Generic Reporting templates are used to ensure that data quality reporting is done in a consistent and presentable manner, for all levels of an organisation. Where relevant DQ Tool specific reporting eg via dashboards, is leveraged for comprehensive data quality monitoring.

Generic InfoBluePrint Data Model

The InfoBluePrint (IBP) Model is a logical data model for demographic data that is implemented physically in a relational database. Client specific data is mapped against this model and generic rules are then applied to the model to Validate, Standardise, Parse, Correct and Augment client specific demographic data. This approach allows for maximum flexibility in that it caters for any data source input, regardless of structural variation.

South African Reference Data

Reference data is used within the context of the InfoBluePrint Model to support validation and standardisation of attributes for both natural and juristic persons, such as name prefixes and suffixes, titles, address types, common misspellings, noise data, company types, ID types, telephone area codes, telephone types and common representations of various party data attributes. Reference Data is used both for Validation and Data Cleansing.

AfriGIS Integration

For South African address reference data, InfoBluePrint has integrated with the AfriGIS data set for postcode, suburb and town.

DQ Technical Architecture

The InfoBluePrint Technical Architecture defines the configuration requirements to implement the relevant DQ Tool to deliver consistent, auditable and high performance data quality processes. This is the Architecture within which data is validated, cleansed, augmented etc.

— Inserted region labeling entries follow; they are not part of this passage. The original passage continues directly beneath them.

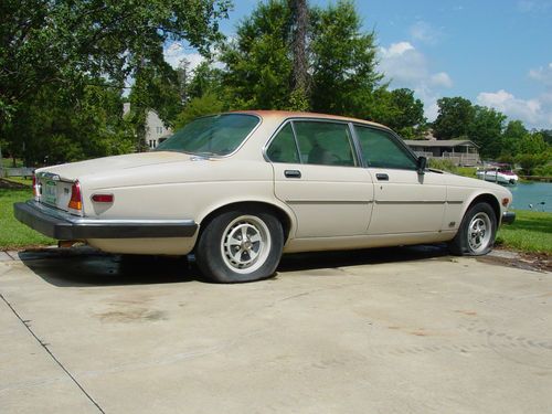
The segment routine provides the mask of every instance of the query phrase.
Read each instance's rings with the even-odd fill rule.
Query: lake
[[[513,194],[512,209],[548,211],[552,213],[551,182],[521,182],[517,185],[509,185],[508,189]]]

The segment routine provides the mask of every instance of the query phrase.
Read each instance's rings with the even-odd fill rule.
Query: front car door
[[[365,234],[373,183],[360,166],[348,123],[288,120],[266,157],[276,197],[296,215],[295,238]]]
[[[416,158],[389,130],[355,125],[354,132],[374,182],[368,234],[439,232],[447,193],[444,176],[418,173]]]

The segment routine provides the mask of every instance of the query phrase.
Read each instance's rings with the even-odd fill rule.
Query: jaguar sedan
[[[433,170],[389,128],[339,116],[236,112],[156,150],[36,171],[15,216],[119,254],[194,253],[216,282],[274,274],[283,253],[448,242],[492,248],[510,191]]]

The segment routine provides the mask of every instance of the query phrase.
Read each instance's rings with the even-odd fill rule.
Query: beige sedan
[[[217,282],[274,274],[288,252],[449,242],[481,255],[510,191],[426,167],[389,128],[338,116],[195,119],[156,150],[36,171],[15,216],[120,254],[194,253]]]

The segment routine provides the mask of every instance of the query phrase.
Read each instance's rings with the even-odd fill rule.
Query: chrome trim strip
[[[414,201],[414,200],[388,201],[388,200],[383,200],[383,201],[379,201],[379,200],[375,200],[375,204],[401,204],[401,205],[404,205],[404,204],[446,204],[446,201],[432,201],[432,200],[420,200],[420,201]]]
[[[286,200],[289,204],[371,204],[372,200]]]

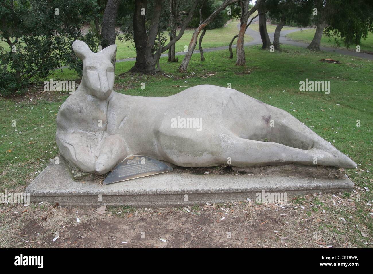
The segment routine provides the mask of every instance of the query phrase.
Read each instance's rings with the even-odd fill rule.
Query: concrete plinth
[[[59,164],[51,163],[46,168],[26,191],[30,193],[31,202],[161,207],[245,201],[248,198],[255,201],[256,193],[263,190],[286,192],[288,199],[316,192],[350,191],[353,187],[347,176],[332,179],[298,174],[196,175],[175,171],[104,185],[98,182],[74,181],[61,159]],[[102,202],[98,201],[100,195]]]

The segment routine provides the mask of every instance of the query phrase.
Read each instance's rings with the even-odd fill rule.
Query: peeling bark
[[[323,32],[324,31],[324,28],[325,26],[325,23],[323,22],[317,24],[315,35],[311,43],[307,47],[308,49],[311,50],[320,50],[320,42],[321,42],[321,38],[322,37]]]
[[[258,9],[258,12],[261,13],[259,16],[259,32],[261,38],[262,49],[268,48],[271,45],[271,41],[267,31],[267,19],[266,14],[263,12],[260,8]]]
[[[179,11],[176,0],[170,1],[170,22],[171,31],[170,32],[170,41],[176,37],[176,28]],[[175,44],[172,45],[168,50],[168,62],[177,62],[178,59],[175,57]]]
[[[272,44],[275,47],[275,50],[280,50],[280,33],[281,32],[281,30],[283,27],[285,23],[283,21],[281,21],[277,25],[276,29],[275,30],[273,43]]]
[[[101,44],[103,48],[115,44],[115,19],[120,3],[120,0],[109,0],[105,7],[101,25]],[[97,23],[98,23],[98,22],[96,22],[95,20],[95,25]],[[99,29],[99,25],[98,26]],[[96,27],[97,27],[97,25]],[[112,60],[112,63],[115,67],[115,56]]]
[[[205,20],[202,24],[200,24],[197,28],[194,31],[192,35],[192,39],[191,39],[190,42],[189,43],[189,45],[188,47],[188,51],[186,53],[185,57],[183,59],[183,62],[181,64],[179,67],[179,70],[181,72],[185,72],[188,69],[188,66],[189,64],[189,61],[192,57],[192,54],[195,48],[195,46],[197,44],[197,40],[198,38],[198,35],[200,32],[205,28],[205,27],[214,18],[219,14],[220,12],[224,9],[227,6],[231,4],[239,2],[241,0],[225,0],[223,3],[219,6],[217,9],[215,10],[210,15],[209,18]],[[259,1],[260,0],[258,0]]]
[[[247,29],[247,28],[249,27],[249,26],[250,25],[250,24],[251,23],[251,22],[253,22],[253,20],[254,19],[257,17],[260,14],[263,14],[263,13],[260,13],[260,14],[258,13],[254,17],[251,18],[251,19],[250,21],[250,22],[249,22],[248,23],[247,25],[246,25],[246,28],[245,29],[245,32],[246,32],[246,30]],[[235,39],[237,38],[238,37],[238,34],[233,36],[233,38],[232,38],[232,40],[231,41],[231,42],[229,43],[229,47],[228,47],[229,50],[229,59],[232,59],[233,58],[233,51],[232,51],[232,44],[233,44],[233,42],[234,41]]]
[[[203,3],[202,3],[202,6],[201,6],[201,8],[200,9],[200,25],[202,24],[203,22],[203,20],[202,19],[202,8],[203,7],[203,5],[205,1],[204,1]],[[202,48],[202,39],[203,39],[203,37],[205,36],[205,33],[206,33],[206,29],[204,28],[202,31],[202,33],[201,34],[200,39],[198,41],[198,47],[200,49],[201,61],[205,60],[205,57],[203,56],[203,49]]]

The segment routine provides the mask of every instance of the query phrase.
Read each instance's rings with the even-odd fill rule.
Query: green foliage
[[[0,6],[0,93],[22,92],[72,55],[74,40],[92,40],[80,25],[91,20],[95,0],[4,0]],[[91,43],[92,44],[92,43]]]
[[[188,24],[188,27],[197,28],[200,25],[200,9],[201,8],[202,2],[202,1],[201,1],[198,3],[197,8],[194,10],[192,20]],[[203,19],[204,20],[207,19],[210,15],[217,9],[222,3],[222,1],[205,0],[202,10]],[[229,7],[232,8],[231,7]],[[211,29],[224,26],[228,20],[232,18],[231,16],[228,15],[227,14],[228,8],[228,7],[226,8],[225,10],[222,10],[220,13],[217,15],[211,23],[207,25],[206,28],[207,29]],[[232,10],[233,9],[232,9]],[[233,13],[232,12],[232,13]]]

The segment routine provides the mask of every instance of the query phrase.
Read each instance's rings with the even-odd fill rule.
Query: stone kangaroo
[[[356,164],[286,111],[239,91],[203,85],[168,97],[113,90],[116,52],[72,44],[83,60],[81,82],[57,115],[62,155],[103,174],[129,155],[186,167],[289,163],[353,168]]]

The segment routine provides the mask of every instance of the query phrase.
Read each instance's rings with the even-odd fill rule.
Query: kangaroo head
[[[95,53],[84,42],[77,40],[72,43],[72,48],[83,61],[82,84],[86,92],[100,99],[106,99],[114,85],[115,77],[112,60],[116,53],[116,46],[112,45]]]

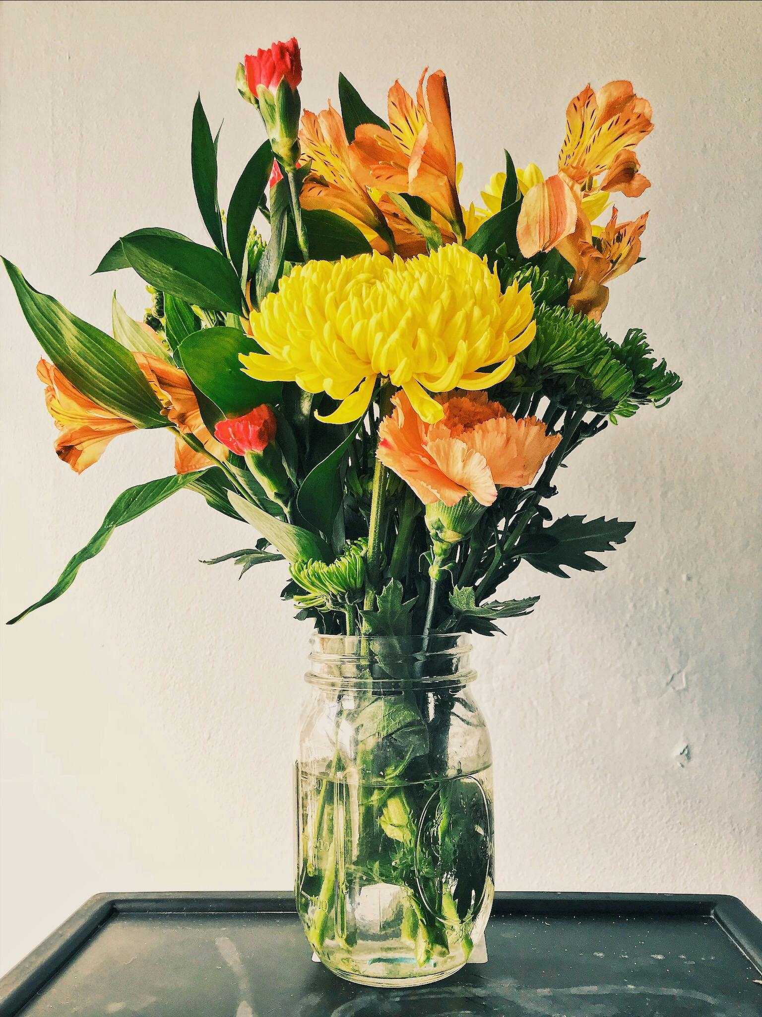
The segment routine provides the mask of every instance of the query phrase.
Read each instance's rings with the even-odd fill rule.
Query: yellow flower
[[[252,311],[265,353],[241,361],[251,377],[340,401],[320,418],[329,423],[361,417],[379,377],[434,423],[443,410],[430,393],[488,388],[510,374],[534,338],[533,313],[528,286],[501,293],[487,261],[457,244],[406,261],[377,252],[309,261]]]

Generic Mapping Specification

The InfoBluePrint Generic Mapping Specification provides for Client specific demographic data to be mapped and loaded to the InfoBluePrint Model. Once loaded to the InfoBluePrint Model, data can then be validated and cleansed against standard generic rules, without having to change code for data source variations.

Generic Business Rules

Generic Business Rules for South African party data are defined in Business terms and are applicable for attributes, and combinations of attributes, of the InfoBluePrint Model.

Generic Validation Rules

Generic Validation Rules are the technical implementation of Business Rules and are applied in the relevant DQ Tool against the InfoBluePrint Model.

Generic Standardisation Rules

Standardisation Rules are associated with Data Cleansing and are normally used in conjunction with Data Parsing. Data Standardisation is used to provide a consistent format and structure to attributes such as title, initials, address elements, name prefixes and suffixes and many others – in fact any attribute which should be derived from value sets. See “Generic Processes” below for additional detail.

Generic Process Specifications

Generic DQ Tool Process Specifications are provided for the following:

  • Classification of party data into natural person vs juristic entity (individual vs organisation), based on actual data content anywhere in the record (rather than on unreliable field names and/or flags).
  • Sub-Type Classification based on identity data found with the data record eg: SA ID, Temporary Visa, Refugee, Private Company, Trust, NGO, Medical, School and others.
  • Parsing to move mis-fielded data into the correct fields, for example: “Trading As” names, “Attention of” data, and information typically mis-fielded in address fields.
  • Derivation of missing data from other data in the record.
  • Parsing, Cleansing and Standardising of: Name, Legal Name, Trading Name, Maiden Name, Nickname, ID, Co Reg No, Addresses (postal, physical, farm, site, international, informal), Telephone (fixed, mobile, premium rate), Email, Banking Details and more.
  • Quality Scoring of demographic data.
  • Householding along various lines for example by name, address, email, banking details, and any combinations thereof.
  • PAMSS data preparation to improve PAMSS scores.